For the past few weeks, we’ve explored the idea that it’s easier for us to focus on God with less stuff in our lives. The world wants to bog us down with materialism and possessions and chasing wealth, because in the pursuit of those things, we’ve taken our eyes off of serving God. We’ve also talked about the fact that creating space, whether in our closets or our schedules, allows us to better minister to those around us. Simplifying our lives gives us the opportunity to focus on the things that are eternal. I want to explore another side of this topic, which is the sin of coveting:
“For from within, out of the heart of men, proceed… coveting,” (Mark 7:21,22).
What do we desire? Jesus said, “For where your treasure is, there your heart will be also,” (Matthew 6:21). Our desire or treasure can be our making or breaking.
The word for coveting, or covetousness, is found in Colossians 3:5. It is described as an earthly and idolatrous disposition that should not exist within the Christian heart. Jesus connects covetousness with the selfish desire for the acquisition and/or the hoarding of material possessions (Luke 12:15-21). In the Old Testament, God warned His people not to covet other people or someone else’s possessions (Exodus 20:17).
Coveting is closely connected to concepts of lust and envy. It is a heart problem because our heart’s desire for a person or thing outweighs our desire to please God. When we do this, the person or thing becomes our object of worship. This path can be adequately described as exchanging the truth about God for a lie, worshiping and serving the creature and not the Creator (Romans 1:25).

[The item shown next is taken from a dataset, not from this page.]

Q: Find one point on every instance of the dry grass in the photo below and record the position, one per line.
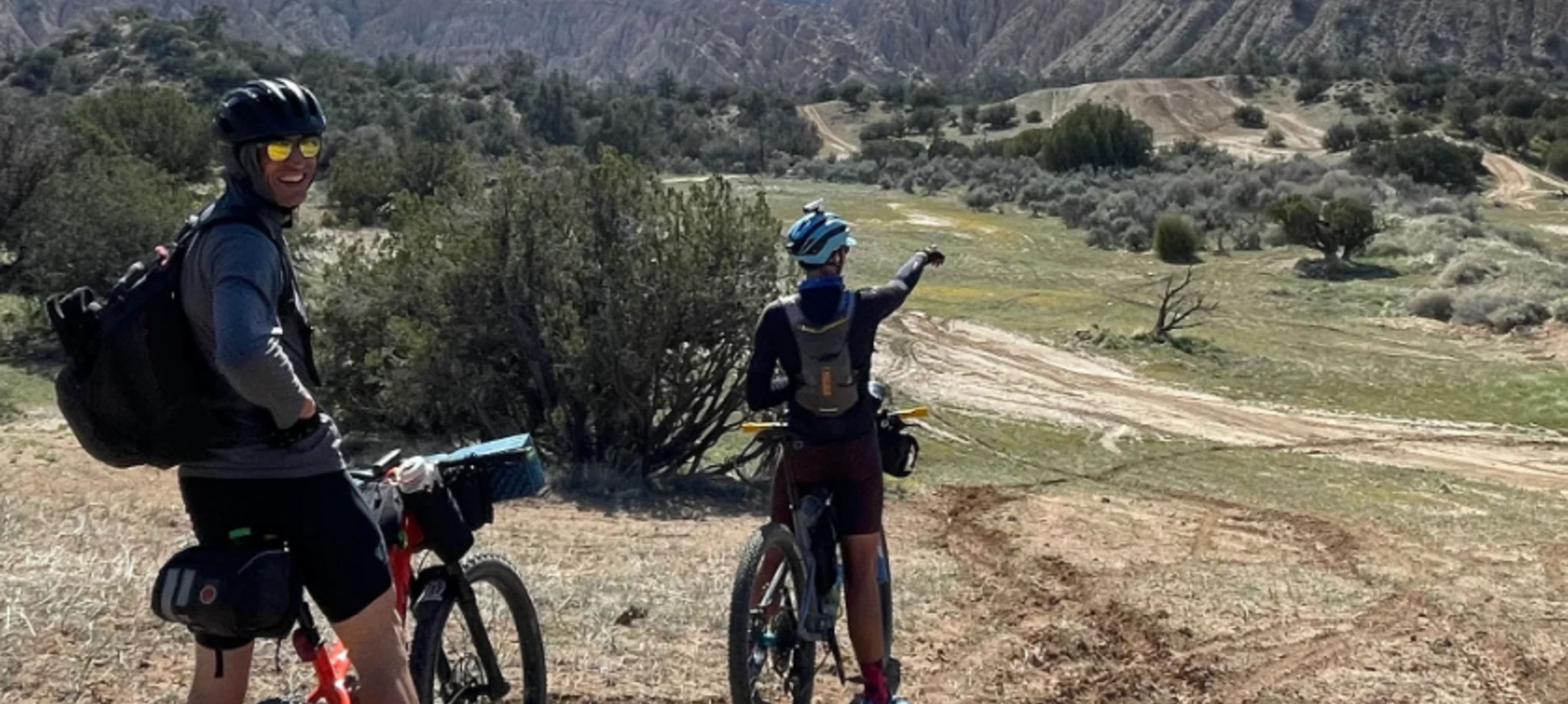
(1228, 579)
(84, 544)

Like so many problems of the heart, covetousness grows from a selfish desire for something other than God. Jesus emphasized the need to remove the source of sin, in this case improper desire, to prevent sin from occurring (Matthew 5:29,30). We cannot just remove the desire; we must replace it! As Paul wrote, “Set your mind on the things above, not on things that are on earth,” (Colossians 3:2).
Whatever that thing is, we cannot take it into eternity. By giving in to covetousness, we trade an everlasting promise for a temporary passion. So, what is your heart’s desire?